Fails to converge on bandit tasks

Question

Fails to converge on bandit tasks

Opened this issue 4 years ago · 1 comments

Using k=5, n=100, MAML fails to learn: average training and validation returns consistently hover around 50 throughout all 500 outer loop steps. Any possible discrepancies between this repo's code/config and the paper's experiments?

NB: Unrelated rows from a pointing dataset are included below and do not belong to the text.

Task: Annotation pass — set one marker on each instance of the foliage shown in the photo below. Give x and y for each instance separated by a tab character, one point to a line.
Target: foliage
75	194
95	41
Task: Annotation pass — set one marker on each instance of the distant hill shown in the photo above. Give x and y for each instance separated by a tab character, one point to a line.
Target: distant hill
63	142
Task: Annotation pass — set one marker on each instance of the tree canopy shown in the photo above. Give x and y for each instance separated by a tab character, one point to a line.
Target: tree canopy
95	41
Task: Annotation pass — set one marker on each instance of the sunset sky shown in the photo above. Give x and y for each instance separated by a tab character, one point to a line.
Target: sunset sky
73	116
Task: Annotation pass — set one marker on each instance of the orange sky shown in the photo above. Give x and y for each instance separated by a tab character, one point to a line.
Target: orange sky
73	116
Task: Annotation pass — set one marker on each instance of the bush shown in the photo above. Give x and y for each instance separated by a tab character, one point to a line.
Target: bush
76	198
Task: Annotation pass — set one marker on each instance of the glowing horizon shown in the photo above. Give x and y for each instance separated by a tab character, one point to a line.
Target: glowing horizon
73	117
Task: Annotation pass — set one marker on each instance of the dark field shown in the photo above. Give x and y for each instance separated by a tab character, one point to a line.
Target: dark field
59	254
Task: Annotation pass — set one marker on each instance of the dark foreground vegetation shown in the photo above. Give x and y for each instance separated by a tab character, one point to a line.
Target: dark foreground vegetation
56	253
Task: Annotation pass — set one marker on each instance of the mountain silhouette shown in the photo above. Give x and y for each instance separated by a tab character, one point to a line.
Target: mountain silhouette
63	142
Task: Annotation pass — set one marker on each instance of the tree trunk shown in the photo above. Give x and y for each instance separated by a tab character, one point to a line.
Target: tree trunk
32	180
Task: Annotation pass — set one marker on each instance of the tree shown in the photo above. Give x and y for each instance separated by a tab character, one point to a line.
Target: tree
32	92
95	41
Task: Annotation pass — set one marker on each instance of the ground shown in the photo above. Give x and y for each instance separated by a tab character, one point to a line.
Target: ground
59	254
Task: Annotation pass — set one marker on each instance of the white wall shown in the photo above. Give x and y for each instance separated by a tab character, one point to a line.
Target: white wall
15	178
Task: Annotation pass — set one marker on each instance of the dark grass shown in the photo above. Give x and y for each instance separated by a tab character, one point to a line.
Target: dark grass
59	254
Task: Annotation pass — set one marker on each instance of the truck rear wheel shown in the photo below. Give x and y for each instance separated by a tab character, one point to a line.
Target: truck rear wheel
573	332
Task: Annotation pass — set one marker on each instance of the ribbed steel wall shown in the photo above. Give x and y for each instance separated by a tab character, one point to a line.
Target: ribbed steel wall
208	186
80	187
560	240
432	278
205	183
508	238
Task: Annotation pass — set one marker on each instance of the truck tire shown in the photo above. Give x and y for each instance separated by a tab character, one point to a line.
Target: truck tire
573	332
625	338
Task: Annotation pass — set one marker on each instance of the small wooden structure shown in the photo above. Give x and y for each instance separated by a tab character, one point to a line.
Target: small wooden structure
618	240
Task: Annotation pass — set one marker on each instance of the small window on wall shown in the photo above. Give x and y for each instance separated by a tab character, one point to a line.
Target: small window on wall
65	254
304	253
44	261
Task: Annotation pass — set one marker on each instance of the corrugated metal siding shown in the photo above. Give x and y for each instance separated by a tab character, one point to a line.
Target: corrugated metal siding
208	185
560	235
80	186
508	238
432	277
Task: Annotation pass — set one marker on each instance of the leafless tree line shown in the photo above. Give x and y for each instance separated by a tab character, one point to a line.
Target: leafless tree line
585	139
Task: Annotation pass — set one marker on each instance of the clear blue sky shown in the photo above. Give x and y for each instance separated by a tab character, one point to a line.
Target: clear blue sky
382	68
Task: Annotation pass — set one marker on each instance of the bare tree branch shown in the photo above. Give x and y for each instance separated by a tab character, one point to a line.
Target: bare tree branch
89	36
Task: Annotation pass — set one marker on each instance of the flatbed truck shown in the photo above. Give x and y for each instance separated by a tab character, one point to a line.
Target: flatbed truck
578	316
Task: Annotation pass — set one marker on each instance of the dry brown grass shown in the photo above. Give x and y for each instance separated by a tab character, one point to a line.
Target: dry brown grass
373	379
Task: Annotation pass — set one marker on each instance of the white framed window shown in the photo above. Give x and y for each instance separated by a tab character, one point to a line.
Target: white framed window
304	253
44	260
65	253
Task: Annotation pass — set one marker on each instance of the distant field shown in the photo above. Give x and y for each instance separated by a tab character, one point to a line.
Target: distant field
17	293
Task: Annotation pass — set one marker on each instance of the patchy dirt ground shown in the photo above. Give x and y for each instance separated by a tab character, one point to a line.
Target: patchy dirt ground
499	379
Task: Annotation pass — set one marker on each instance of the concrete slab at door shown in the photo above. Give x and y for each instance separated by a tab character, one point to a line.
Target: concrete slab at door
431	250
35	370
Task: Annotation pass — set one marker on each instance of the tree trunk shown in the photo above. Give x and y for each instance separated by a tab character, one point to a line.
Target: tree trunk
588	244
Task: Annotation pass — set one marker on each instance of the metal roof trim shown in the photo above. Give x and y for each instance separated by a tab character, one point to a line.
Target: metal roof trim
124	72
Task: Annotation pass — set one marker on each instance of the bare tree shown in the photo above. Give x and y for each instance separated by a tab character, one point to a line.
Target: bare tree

For reference, the following command

python train.py --config configs/maml/bandit/bandit-k5-n100.yaml --output-folder maml-bandit-k5-n100 --seed 1 --num-workers 10

produces the following average training/validation average returns for first and last 5 iterations respectively:

0 49.1 51.600002
1 45.5 47.75
2 49.449997 50.350002
3 49.65 52.2
4 50.4 52.7
...
495 46.6 50.0
496 50.150005 50.200005
497 53.100002 55.15
498 49.0 50.450005
499 44.5 47.600002

Answer 1 · 2021-02-05T12:28:36.000Z

The code did change significantly between the version we used in the paper and the current version (the paper was written on a very early version of the code, which probably got lost in the many refactoring we did even prior to open-sourcing the code). I haven't run bandit experiments since then on the new code unfortunately, I added the config files a few months ago after some request, but I haven't tried it myself. Unfortunately I don't know if the results should still hold with this version (I thought they would).